Met "Safer Cities" wil Plan International steden veiliger maken voor jonge meisjes
Seksuele intimidatie is nog lang de wereld niet uit
Davy Van Oyen
21 juni 2021
Meer dan 30% van de jonge meisjes in de Vietnamese hoofdstad Hanoi werd al eens het slachtoffer van seksuele intimidatie in de publieke ruimte. En ook bij ons, zoals in Antwerpen, Brussel of Charleroi, voelen meisjes zich vaak onveilig. ‘Mensen denken nog vaak dat dingen roepen naar meisjes of hen aanraken niets ernstigs is.’
© Plan International
91% van de jonge vrouwen kreeg al eens te maken met seksuele intimidatie op straat en in de publieke ruimte. Dat blijkt uit een nieuw rapport van Plan International na een rondvraag bij jongeren uit Brussel, Antwerpen en Charleroi. De problematiek is universeel, net als de campagnes die ertegen worden gevoerd. ‘Mensen denken hier nog vaak dat dingen roepen naar meisjes of hen aanraken niets ernstigs is', vertelt een campagnevoerster in Hanoi, Vietnam.
Hoe groot het probleem van seksuele intimidatie is? Dat is moeilijk te zeggen, want slechts een fractie van de slachtoffers dient ook effectief klacht in. Wereldwijd spreekt men daarom over het ‘donkere cijfer’. Volgens Plan International zou ook in België slecht 5% van de slachtoffers klacht indienen.
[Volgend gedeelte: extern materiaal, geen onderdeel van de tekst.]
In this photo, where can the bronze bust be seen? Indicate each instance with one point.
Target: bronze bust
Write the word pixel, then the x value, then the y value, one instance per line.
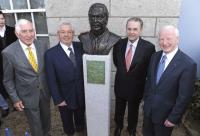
pixel 99 40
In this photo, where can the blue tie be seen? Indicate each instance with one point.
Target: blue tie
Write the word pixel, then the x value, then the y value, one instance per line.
pixel 72 56
pixel 161 68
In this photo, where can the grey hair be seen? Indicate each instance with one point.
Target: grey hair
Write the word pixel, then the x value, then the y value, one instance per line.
pixel 136 19
pixel 66 24
pixel 167 27
pixel 19 23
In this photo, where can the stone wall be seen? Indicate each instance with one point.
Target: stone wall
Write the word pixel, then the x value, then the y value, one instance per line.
pixel 155 13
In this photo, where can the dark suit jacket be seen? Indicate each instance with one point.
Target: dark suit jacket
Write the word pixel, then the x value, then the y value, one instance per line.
pixel 130 85
pixel 170 97
pixel 9 37
pixel 20 79
pixel 64 80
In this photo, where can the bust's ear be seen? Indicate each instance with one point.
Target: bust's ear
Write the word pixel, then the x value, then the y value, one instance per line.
pixel 84 32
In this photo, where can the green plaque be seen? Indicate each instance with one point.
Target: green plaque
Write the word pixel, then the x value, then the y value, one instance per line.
pixel 95 72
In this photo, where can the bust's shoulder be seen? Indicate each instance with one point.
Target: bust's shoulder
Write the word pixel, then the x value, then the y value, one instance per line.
pixel 114 35
pixel 83 35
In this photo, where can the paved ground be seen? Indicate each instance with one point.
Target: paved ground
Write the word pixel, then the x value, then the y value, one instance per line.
pixel 18 125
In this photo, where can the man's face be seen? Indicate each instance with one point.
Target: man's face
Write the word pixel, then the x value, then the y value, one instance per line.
pixel 168 40
pixel 133 30
pixel 2 21
pixel 26 34
pixel 98 20
pixel 66 34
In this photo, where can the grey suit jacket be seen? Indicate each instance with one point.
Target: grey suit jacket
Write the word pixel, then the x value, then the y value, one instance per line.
pixel 20 80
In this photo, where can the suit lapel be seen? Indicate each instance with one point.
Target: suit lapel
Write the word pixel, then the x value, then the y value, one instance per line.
pixel 39 57
pixel 63 54
pixel 137 54
pixel 77 53
pixel 155 67
pixel 22 57
pixel 123 51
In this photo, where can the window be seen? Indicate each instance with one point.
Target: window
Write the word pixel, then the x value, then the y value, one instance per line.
pixel 32 10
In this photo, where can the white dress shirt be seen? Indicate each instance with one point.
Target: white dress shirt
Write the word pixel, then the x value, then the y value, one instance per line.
pixel 65 48
pixel 25 49
pixel 134 45
pixel 169 56
pixel 2 31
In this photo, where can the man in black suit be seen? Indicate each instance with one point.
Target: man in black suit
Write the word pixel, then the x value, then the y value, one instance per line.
pixel 131 57
pixel 169 86
pixel 64 68
pixel 7 36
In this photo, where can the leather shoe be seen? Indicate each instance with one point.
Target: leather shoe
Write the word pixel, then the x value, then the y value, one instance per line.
pixel 117 132
pixel 132 133
pixel 4 113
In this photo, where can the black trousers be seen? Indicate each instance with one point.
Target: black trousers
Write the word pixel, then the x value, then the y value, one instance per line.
pixel 133 108
pixel 152 129
pixel 72 119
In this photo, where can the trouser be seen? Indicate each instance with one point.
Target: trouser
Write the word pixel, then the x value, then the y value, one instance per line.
pixel 152 129
pixel 133 108
pixel 3 103
pixel 39 118
pixel 72 119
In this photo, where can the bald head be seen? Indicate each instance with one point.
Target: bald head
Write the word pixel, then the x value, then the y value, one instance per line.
pixel 168 38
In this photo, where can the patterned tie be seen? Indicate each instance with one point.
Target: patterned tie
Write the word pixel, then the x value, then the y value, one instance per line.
pixel 32 59
pixel 161 68
pixel 72 56
pixel 129 57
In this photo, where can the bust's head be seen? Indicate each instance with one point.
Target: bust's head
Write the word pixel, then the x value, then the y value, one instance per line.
pixel 98 18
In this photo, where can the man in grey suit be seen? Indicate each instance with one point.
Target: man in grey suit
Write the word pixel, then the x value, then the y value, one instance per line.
pixel 24 78
pixel 169 86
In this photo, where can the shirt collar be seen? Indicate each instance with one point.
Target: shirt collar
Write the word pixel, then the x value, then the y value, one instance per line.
pixel 64 46
pixel 134 43
pixel 171 54
pixel 24 46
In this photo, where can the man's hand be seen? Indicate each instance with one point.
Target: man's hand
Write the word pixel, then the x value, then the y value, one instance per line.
pixel 63 103
pixel 168 124
pixel 19 106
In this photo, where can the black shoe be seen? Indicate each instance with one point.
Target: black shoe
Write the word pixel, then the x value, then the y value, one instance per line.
pixel 80 128
pixel 132 133
pixel 4 113
pixel 117 131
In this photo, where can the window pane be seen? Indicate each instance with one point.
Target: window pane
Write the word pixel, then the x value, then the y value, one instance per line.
pixel 40 23
pixel 10 19
pixel 5 4
pixel 37 4
pixel 24 16
pixel 20 4
pixel 44 40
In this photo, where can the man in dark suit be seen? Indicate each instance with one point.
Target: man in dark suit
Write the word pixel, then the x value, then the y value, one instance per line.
pixel 65 79
pixel 7 36
pixel 169 86
pixel 25 80
pixel 131 57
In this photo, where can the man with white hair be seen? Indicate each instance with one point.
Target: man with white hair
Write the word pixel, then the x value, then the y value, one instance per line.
pixel 169 86
pixel 64 68
pixel 24 78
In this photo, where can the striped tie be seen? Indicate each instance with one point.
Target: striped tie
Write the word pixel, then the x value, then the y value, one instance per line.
pixel 129 57
pixel 32 59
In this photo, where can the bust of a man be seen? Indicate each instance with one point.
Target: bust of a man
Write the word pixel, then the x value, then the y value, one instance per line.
pixel 99 40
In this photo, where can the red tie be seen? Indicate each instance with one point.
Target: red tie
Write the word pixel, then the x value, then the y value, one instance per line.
pixel 129 57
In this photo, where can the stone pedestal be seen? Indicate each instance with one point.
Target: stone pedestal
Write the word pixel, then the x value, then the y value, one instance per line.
pixel 97 81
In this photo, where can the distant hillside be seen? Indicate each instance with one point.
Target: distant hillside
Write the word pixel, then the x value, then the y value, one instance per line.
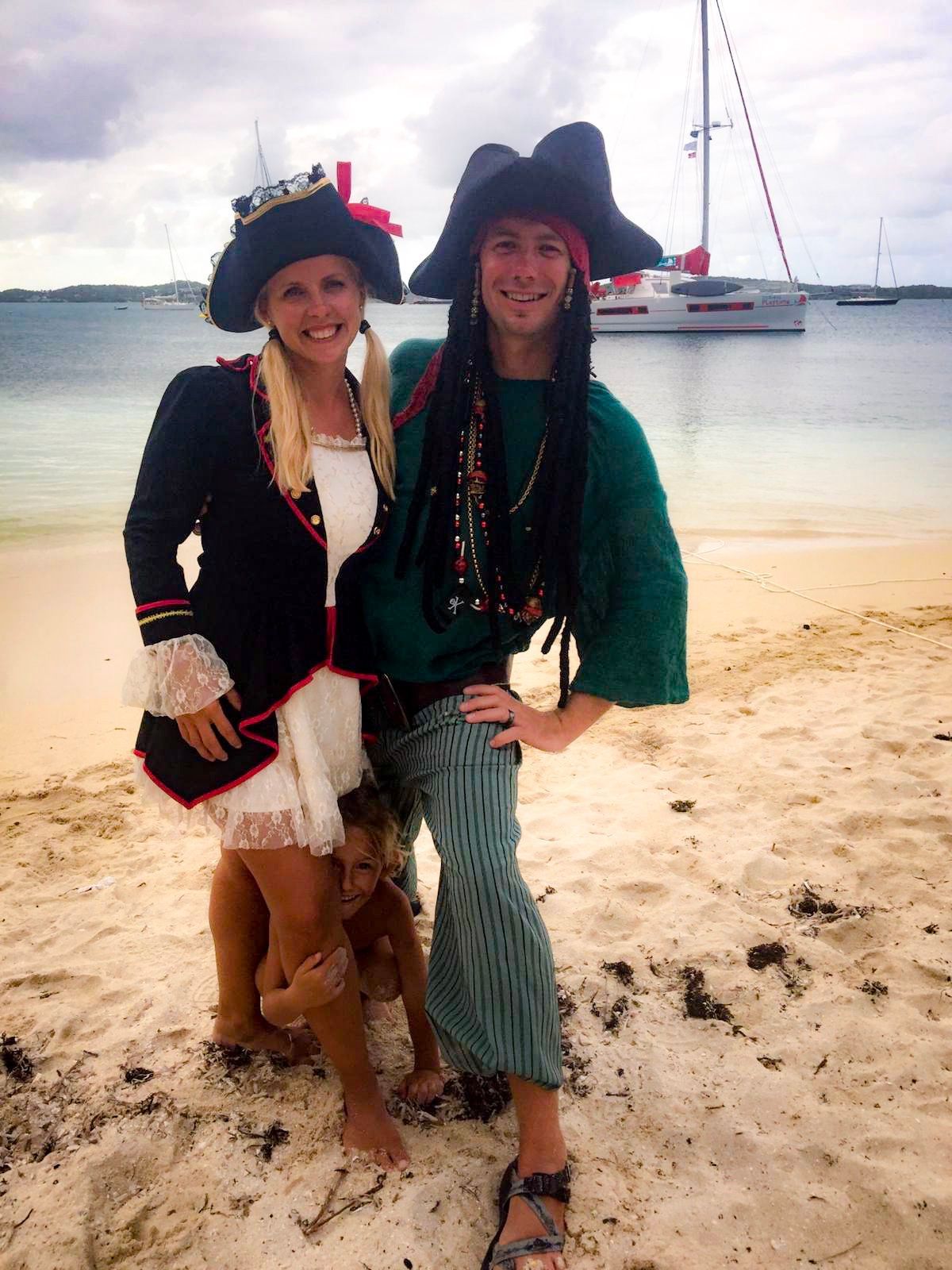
pixel 923 291
pixel 117 294
pixel 86 292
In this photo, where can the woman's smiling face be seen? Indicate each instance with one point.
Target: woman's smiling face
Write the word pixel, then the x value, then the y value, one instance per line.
pixel 317 306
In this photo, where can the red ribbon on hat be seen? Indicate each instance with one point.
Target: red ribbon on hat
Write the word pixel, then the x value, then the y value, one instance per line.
pixel 365 213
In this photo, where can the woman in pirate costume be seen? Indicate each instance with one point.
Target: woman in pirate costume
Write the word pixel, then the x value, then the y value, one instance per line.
pixel 251 679
pixel 524 493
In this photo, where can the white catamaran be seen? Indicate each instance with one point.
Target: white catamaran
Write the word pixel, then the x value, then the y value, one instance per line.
pixel 677 295
pixel 876 300
pixel 183 298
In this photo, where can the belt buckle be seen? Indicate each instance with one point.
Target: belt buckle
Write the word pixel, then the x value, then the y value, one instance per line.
pixel 393 705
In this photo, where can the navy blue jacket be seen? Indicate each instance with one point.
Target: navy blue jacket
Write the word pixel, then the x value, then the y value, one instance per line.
pixel 262 586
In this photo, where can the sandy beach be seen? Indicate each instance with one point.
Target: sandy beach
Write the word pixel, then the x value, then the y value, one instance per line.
pixel 748 899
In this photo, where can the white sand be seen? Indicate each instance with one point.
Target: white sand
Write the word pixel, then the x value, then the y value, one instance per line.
pixel 812 1130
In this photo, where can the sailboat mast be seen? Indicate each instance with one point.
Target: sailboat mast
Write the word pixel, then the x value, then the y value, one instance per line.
pixel 266 175
pixel 706 127
pixel 175 279
pixel 879 253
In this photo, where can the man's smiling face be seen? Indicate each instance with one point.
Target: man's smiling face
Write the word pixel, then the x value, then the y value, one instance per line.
pixel 524 268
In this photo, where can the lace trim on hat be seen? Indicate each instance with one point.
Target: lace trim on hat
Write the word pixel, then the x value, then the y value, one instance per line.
pixel 245 205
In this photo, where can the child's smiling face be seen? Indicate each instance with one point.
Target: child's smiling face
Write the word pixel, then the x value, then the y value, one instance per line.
pixel 359 870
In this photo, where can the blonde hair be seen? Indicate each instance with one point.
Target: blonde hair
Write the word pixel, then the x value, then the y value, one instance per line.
pixel 366 810
pixel 290 427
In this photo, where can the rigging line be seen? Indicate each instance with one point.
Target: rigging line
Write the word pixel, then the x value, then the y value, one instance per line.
pixel 753 143
pixel 743 186
pixel 889 253
pixel 778 175
pixel 876 582
pixel 679 150
pixel 776 588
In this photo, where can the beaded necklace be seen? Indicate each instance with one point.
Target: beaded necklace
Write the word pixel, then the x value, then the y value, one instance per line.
pixel 323 438
pixel 469 502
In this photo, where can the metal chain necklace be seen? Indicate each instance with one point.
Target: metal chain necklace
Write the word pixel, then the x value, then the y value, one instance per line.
pixel 471 483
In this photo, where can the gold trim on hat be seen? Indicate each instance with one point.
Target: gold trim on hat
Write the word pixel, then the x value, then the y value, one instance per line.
pixel 283 198
pixel 207 313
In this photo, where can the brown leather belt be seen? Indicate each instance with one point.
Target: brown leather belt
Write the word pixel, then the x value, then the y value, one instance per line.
pixel 416 696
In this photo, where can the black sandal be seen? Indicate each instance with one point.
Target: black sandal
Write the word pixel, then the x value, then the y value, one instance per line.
pixel 555 1185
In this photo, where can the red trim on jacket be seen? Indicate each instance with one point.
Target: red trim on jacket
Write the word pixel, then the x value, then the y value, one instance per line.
pixel 420 395
pixel 249 362
pixel 164 603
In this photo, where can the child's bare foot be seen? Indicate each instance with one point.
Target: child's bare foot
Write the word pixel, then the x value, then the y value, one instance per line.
pixel 368 1130
pixel 374 1011
pixel 259 1038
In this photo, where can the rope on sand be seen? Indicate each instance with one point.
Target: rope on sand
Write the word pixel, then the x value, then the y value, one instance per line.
pixel 767 583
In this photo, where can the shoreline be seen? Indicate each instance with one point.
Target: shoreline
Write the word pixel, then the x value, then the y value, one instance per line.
pixel 717 1113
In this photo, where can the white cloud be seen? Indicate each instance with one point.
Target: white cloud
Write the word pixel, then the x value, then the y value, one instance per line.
pixel 126 116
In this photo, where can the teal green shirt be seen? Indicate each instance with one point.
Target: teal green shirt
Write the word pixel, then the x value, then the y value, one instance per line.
pixel 631 615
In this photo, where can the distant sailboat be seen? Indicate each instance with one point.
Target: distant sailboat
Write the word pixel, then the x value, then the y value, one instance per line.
pixel 677 295
pixel 876 300
pixel 177 300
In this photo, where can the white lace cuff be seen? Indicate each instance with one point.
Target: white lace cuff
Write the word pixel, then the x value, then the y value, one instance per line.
pixel 175 677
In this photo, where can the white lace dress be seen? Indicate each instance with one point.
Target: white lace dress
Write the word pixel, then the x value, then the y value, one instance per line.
pixel 321 756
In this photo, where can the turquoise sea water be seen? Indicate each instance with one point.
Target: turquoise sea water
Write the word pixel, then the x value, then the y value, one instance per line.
pixel 843 431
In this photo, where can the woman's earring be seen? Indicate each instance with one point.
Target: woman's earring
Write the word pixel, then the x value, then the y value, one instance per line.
pixel 568 302
pixel 476 296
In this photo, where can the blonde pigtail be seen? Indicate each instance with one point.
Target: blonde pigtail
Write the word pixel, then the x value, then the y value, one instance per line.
pixel 290 425
pixel 374 406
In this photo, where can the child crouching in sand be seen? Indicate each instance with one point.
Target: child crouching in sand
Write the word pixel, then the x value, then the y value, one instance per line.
pixel 380 926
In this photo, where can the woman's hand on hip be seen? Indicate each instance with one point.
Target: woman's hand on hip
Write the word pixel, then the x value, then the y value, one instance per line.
pixel 201 730
pixel 490 702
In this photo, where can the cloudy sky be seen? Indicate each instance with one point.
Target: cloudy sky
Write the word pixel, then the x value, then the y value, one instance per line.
pixel 120 116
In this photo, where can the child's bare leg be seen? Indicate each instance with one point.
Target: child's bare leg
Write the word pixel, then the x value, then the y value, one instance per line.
pixel 238 916
pixel 302 895
pixel 378 971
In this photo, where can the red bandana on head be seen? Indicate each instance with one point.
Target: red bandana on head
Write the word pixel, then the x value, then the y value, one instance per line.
pixel 566 232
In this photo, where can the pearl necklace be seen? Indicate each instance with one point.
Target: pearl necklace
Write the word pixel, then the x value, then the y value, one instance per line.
pixel 323 438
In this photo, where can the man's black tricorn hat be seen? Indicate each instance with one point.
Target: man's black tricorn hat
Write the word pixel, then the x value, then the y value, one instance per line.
pixel 291 221
pixel 566 175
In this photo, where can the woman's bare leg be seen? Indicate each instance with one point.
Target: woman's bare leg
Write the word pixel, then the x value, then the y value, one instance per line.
pixel 238 918
pixel 301 893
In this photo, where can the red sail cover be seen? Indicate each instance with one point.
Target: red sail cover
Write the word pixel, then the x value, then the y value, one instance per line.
pixel 628 279
pixel 696 260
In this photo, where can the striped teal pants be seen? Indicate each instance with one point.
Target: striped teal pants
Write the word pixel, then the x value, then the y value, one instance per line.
pixel 492 995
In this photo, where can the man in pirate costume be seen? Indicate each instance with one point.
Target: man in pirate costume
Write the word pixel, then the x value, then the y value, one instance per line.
pixel 524 493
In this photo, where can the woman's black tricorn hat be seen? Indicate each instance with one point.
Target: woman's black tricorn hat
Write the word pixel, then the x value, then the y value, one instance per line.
pixel 291 221
pixel 566 175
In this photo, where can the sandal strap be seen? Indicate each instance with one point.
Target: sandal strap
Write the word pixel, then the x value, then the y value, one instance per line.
pixel 555 1185
pixel 505 1254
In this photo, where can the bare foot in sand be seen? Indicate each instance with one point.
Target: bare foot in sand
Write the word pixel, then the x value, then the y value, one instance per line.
pixel 376 1011
pixel 370 1130
pixel 295 1045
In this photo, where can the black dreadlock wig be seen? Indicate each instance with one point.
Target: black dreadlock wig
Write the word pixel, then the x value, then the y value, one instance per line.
pixel 560 486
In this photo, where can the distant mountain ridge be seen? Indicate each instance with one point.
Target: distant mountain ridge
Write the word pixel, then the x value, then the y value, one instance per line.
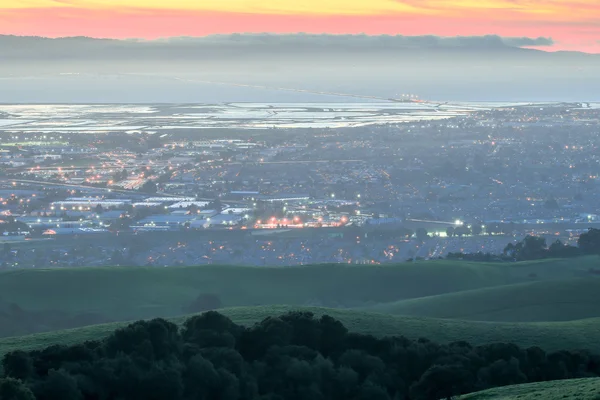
pixel 12 47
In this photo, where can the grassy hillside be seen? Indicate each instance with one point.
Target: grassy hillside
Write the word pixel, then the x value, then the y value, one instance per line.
pixel 574 389
pixel 561 300
pixel 584 334
pixel 140 292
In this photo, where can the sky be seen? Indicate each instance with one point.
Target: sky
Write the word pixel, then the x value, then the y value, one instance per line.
pixel 572 24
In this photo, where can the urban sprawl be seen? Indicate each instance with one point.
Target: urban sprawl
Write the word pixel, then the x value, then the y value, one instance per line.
pixel 287 184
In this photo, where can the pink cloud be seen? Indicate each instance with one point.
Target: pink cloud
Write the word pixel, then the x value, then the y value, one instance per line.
pixel 124 23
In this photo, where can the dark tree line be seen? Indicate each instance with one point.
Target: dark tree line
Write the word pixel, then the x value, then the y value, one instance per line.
pixel 295 356
pixel 536 248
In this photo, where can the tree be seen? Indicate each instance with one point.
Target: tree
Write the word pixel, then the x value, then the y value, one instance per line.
pixel 13 389
pixel 17 364
pixel 59 385
pixel 530 248
pixel 442 382
pixel 421 234
pixel 589 242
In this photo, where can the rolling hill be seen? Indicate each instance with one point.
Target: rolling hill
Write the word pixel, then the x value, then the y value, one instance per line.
pixel 584 334
pixel 140 292
pixel 42 300
pixel 558 300
pixel 580 389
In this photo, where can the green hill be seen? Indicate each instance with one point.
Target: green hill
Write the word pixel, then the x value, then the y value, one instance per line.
pixel 136 292
pixel 560 300
pixel 575 389
pixel 584 334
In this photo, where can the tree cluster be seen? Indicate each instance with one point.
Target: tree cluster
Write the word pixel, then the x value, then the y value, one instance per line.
pixel 535 248
pixel 294 356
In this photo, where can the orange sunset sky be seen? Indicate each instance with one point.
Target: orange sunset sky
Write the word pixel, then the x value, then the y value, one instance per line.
pixel 573 24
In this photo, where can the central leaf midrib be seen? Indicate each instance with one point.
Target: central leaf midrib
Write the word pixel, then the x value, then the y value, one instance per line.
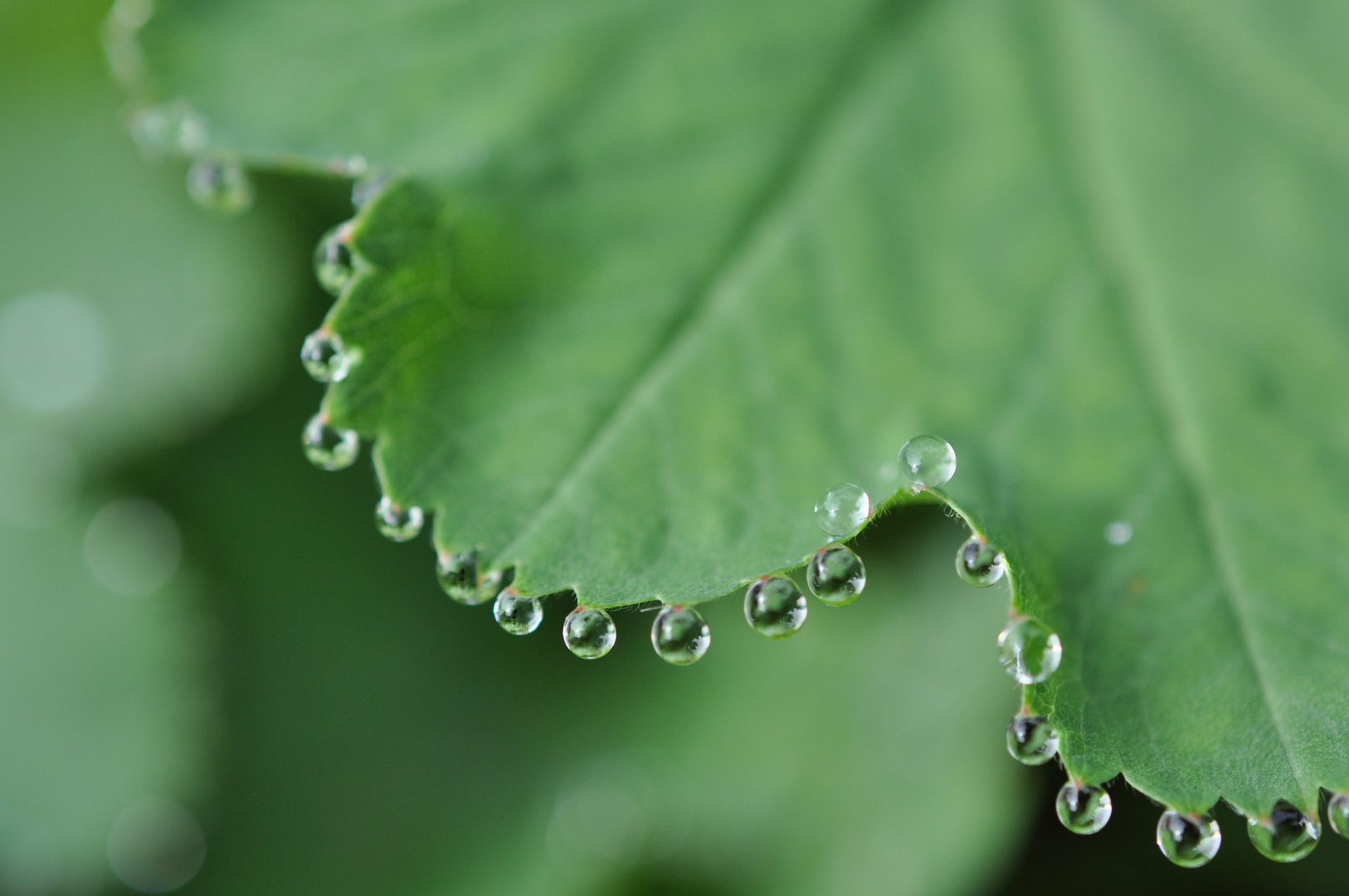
pixel 853 61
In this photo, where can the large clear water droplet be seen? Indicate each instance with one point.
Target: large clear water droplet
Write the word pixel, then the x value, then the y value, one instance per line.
pixel 926 462
pixel 1032 740
pixel 680 635
pixel 329 447
pixel 842 510
pixel 220 185
pixel 1288 835
pixel 1030 650
pixel 775 606
pixel 325 357
pixel 588 633
pixel 1189 841
pixel 517 614
pixel 335 263
pixel 458 577
pixel 398 523
pixel 835 575
pixel 980 563
pixel 1337 811
pixel 1082 809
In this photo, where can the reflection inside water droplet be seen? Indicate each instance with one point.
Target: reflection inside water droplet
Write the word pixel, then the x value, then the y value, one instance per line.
pixel 397 523
pixel 329 447
pixel 1082 809
pixel 220 185
pixel 517 614
pixel 980 563
pixel 1189 841
pixel 842 510
pixel 1032 740
pixel 775 606
pixel 588 633
pixel 680 635
pixel 1288 835
pixel 1030 650
pixel 926 462
pixel 835 575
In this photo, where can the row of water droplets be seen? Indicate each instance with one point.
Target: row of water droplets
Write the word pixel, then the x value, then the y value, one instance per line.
pixel 776 607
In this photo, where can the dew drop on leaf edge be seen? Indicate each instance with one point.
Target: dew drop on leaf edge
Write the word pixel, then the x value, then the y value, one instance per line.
pixel 1189 841
pixel 775 607
pixel 1288 835
pixel 329 447
pixel 680 635
pixel 325 357
pixel 220 185
pixel 835 575
pixel 1084 809
pixel 980 563
pixel 517 614
pixel 398 523
pixel 588 632
pixel 926 462
pixel 1032 740
pixel 1030 650
pixel 842 510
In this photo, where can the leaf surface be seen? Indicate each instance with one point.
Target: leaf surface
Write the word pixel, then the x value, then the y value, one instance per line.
pixel 722 256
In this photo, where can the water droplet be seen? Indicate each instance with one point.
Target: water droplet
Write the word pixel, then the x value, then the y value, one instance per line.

Om de problematiek in ons land in kaart te brengen interviewde Plan International in september 2019 bijna 700 jongeren tussen 15 en 24 jaar over hun ervaringen. Het ging om 341 jongens en 359 meisjes uit Antwerpen, Brussel en Charleroi. 91% van de meisjes gaf aan dat ze al eens te maken kregen met seksuele intimidatie, tegenover 28% van de geïnterviewde jongens.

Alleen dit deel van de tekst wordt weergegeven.